Now we have the predicted results of the present state, then we collect the measured values of the current state. Combined with the predicted value and measurement, we can get the optimization estimation value X (K | K) of the current state (K):
X (k | k) = x (k | k-1) kg (k) (Z (k) -h x (k | k-1)) ......... (3)
The KG is Kalman Gain:
Kg (k) = p (k | k-1) h '/ (h p (k | k-1) h' r) ......... (4)

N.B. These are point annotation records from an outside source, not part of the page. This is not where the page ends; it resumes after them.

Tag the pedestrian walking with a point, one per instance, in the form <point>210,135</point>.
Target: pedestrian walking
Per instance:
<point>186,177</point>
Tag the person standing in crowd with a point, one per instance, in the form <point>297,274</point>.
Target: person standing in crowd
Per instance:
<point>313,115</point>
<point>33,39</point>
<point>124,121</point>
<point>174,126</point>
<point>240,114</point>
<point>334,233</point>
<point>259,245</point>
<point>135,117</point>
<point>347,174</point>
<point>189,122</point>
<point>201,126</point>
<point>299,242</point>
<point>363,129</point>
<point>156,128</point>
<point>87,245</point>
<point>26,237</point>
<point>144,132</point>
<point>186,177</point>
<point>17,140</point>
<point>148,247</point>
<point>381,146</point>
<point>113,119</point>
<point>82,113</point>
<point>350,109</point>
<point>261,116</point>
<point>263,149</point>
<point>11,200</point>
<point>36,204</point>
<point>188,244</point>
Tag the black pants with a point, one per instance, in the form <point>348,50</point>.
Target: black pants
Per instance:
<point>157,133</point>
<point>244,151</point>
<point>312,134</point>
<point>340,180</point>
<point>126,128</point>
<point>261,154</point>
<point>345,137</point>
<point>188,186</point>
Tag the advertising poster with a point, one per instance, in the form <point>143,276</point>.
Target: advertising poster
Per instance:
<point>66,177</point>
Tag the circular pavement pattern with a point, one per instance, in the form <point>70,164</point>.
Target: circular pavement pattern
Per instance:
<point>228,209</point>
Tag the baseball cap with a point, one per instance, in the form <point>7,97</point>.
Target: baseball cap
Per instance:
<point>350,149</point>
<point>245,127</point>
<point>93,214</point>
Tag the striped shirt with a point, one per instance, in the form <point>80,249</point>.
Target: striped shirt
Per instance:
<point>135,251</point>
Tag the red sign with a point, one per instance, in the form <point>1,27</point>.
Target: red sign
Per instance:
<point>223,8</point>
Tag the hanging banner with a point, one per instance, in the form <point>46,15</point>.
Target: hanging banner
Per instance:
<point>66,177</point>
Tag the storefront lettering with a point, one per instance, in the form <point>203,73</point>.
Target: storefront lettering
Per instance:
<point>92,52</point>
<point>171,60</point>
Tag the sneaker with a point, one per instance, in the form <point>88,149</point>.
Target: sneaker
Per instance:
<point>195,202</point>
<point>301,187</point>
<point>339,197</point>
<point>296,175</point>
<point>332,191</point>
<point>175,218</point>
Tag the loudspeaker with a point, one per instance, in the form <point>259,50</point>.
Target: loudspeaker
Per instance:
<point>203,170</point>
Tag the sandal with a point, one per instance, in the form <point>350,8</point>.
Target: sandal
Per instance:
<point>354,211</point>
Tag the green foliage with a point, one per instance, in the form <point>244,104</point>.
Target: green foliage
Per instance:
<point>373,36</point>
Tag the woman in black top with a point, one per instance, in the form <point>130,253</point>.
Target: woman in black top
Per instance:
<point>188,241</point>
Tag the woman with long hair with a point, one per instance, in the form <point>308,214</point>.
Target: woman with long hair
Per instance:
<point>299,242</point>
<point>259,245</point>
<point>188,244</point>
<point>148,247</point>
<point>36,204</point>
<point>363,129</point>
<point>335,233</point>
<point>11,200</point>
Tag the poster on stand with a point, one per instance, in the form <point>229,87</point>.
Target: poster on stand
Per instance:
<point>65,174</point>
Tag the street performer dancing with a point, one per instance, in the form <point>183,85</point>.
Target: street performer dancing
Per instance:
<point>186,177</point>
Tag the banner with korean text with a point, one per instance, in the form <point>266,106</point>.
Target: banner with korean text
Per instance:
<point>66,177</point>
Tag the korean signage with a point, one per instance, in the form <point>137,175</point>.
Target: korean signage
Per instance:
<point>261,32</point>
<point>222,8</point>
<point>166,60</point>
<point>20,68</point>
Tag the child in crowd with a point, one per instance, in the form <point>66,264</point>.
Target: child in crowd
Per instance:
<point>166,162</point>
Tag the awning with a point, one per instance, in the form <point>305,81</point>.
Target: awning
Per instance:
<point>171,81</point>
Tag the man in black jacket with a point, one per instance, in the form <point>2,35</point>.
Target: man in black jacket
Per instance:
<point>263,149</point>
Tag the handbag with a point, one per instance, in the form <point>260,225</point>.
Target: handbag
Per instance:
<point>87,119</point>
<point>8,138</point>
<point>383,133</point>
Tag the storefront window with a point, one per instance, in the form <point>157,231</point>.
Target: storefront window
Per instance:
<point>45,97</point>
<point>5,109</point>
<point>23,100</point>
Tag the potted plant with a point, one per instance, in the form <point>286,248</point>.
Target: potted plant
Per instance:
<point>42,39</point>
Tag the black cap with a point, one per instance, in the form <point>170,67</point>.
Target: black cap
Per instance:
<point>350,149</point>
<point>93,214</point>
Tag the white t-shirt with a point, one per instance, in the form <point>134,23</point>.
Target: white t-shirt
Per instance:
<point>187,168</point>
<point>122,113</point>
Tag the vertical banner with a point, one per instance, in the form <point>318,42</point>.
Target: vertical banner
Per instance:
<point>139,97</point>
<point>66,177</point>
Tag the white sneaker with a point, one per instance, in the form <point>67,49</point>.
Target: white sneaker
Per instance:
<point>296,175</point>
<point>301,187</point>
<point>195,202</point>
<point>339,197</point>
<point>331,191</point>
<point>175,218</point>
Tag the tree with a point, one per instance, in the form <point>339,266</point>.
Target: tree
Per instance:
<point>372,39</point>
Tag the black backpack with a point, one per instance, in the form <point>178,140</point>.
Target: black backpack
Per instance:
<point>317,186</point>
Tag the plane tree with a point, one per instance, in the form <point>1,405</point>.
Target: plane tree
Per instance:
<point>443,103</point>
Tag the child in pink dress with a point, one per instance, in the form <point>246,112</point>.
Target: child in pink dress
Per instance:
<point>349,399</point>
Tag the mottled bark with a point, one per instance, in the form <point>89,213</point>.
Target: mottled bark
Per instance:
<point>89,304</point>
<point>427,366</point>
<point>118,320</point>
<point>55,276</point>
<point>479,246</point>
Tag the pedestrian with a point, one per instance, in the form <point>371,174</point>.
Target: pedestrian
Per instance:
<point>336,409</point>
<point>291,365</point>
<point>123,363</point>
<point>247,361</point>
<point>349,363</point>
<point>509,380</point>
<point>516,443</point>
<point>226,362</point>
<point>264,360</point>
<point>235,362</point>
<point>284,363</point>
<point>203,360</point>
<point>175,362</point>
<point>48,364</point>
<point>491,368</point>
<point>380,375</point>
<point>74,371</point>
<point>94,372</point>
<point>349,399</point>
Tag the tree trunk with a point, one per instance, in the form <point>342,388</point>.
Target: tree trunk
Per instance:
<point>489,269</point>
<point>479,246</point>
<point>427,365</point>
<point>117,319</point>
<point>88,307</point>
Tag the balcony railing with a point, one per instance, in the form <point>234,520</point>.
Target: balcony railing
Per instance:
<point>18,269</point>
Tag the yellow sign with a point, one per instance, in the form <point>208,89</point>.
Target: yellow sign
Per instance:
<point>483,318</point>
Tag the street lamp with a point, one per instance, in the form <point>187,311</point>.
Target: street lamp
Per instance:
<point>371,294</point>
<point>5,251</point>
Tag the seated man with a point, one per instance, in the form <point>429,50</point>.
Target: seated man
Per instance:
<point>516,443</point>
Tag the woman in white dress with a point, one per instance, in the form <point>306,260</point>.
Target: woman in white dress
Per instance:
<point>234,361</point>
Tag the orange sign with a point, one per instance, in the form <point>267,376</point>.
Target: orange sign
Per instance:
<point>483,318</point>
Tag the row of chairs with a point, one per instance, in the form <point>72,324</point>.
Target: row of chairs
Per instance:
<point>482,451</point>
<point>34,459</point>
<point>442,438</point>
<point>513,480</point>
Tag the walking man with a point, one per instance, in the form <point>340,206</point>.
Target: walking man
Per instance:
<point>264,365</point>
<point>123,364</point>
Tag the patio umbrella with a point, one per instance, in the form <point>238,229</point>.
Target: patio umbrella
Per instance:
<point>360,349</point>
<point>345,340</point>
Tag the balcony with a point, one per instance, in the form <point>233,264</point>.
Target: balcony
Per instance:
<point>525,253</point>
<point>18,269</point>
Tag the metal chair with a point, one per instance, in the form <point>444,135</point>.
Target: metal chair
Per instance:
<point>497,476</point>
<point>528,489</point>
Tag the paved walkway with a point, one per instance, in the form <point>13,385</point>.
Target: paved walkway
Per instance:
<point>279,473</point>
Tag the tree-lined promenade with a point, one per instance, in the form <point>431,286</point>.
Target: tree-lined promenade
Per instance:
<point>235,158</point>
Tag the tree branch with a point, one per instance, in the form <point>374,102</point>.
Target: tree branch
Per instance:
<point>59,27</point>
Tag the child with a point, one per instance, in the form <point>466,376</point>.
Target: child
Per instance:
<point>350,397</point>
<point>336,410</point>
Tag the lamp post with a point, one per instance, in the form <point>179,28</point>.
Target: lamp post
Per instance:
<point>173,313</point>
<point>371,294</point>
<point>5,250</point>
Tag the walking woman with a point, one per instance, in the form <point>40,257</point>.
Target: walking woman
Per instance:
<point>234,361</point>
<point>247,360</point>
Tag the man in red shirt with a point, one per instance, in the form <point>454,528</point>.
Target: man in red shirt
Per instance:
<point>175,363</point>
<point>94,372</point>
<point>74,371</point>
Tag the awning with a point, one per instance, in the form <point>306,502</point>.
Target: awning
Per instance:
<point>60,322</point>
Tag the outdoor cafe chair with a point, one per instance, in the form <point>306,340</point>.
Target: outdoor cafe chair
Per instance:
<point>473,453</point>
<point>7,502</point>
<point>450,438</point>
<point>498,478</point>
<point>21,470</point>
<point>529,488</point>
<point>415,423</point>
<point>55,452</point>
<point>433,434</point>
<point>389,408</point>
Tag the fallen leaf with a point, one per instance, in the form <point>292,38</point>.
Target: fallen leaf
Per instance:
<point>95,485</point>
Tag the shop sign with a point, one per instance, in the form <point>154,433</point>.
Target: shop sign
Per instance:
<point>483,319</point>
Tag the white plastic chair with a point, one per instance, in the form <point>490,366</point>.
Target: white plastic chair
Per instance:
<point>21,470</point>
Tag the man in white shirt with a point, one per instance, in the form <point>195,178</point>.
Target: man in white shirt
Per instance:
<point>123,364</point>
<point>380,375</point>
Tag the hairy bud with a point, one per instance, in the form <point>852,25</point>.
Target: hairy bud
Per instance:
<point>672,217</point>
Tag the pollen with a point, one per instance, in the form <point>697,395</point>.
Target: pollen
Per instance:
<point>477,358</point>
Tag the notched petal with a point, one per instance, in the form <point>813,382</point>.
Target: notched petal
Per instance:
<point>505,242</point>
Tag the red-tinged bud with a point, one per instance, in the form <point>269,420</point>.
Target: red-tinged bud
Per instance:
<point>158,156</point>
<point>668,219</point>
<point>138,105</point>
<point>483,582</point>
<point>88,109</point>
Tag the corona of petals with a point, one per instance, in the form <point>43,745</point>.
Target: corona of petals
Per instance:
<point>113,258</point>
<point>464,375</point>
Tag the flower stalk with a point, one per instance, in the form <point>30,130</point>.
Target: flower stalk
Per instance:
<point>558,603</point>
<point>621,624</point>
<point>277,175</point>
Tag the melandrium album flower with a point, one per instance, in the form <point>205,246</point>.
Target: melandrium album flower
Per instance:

So far, we have obtained the optimal estimation value X (k | k) under K state. However, in order to run another Karman filter until the system is end, we also need to update the K state X (K | K) Covariance:
P (k | k) = (i-kg (k) h) p (k | k-1) ......... (5)
Where i is 1 matrix, for single model orders, i = 1. When the system enters K 1 state, p (k | k) is P (K-1 | K-1) of the formula (2). In this way, the algorithm can go to the return operation.
The principle of the Kalman filter is basically described, and the bonizers 1, 2, 3, 4 and 5 are five basic formulas. According to these 5 formulas, the computer can be easily implemented.
Below, I will use the program to raise an example of actual operation. . .
4. Simple example
(A Simple Example)
Here we combine the second third quarter to give a very simple example to illustrate the working process of the Kalman filter. The examples raised are to further describe the second sections, and also assemble the results. According to the description of the second section, the room is viewed as a system and then modeling this system. Of course, our model does not need to be very accurate. The temperature of this room we know is the same as the temperature at the previous moment, so A = 1. There is no control amount, so u (k) = 0. So it is obtained:
X (k | k-1) = x (k-1 | k-1) ......... .. (6)
Formula (2) can be modified:
P (k | k-1) = p (k-1 | k-1) Q ......... (7)
Because the value of the measurement is the temperature gauge, he is directly corresponding to the temperature, so H = 1. Forms 3, 4, 5 can be changed to:
X (k | k) = x (k | k-1) kg (k) (Z (k) -X (k | k-1)) ......... (8)
Kg (k) = p (k | k-1) / (p (k | k-1) r) ......... (9)
P (k | k) = (1-kg (k)) p (k | k-1) ......... (10)
Now we simulate a set of measured values as input. Assuming the real temperature of the room is 25 degrees, I simulated 200 measurements, the average of these measurements is 25 degrees, but the standard deviation is a few degrees of Gaussian noise (blue line in the figure).
In order to start working on the Kalman filter, we need to tell Karman's initial value of two zero times, which is X (0 | 0) and P (0 | 0). Their values don't care too much, just give one, because with the work of Karman, X will gradually converge. But for P, do not take 0, as this may make Kalman fully believe that your given X (0 | 0) is the best system, so that the algorithm cannot converge. I chose X (0 | 0) = 1 degree, p (0 | 0) = 10.
The real temperature of the system is 25 degrees, and the figure is expressed in the figure. The red line in the figure is the optimization result of the Kalman filter output (this result is set in the algorithm q = 1e-6, r = 1e-1).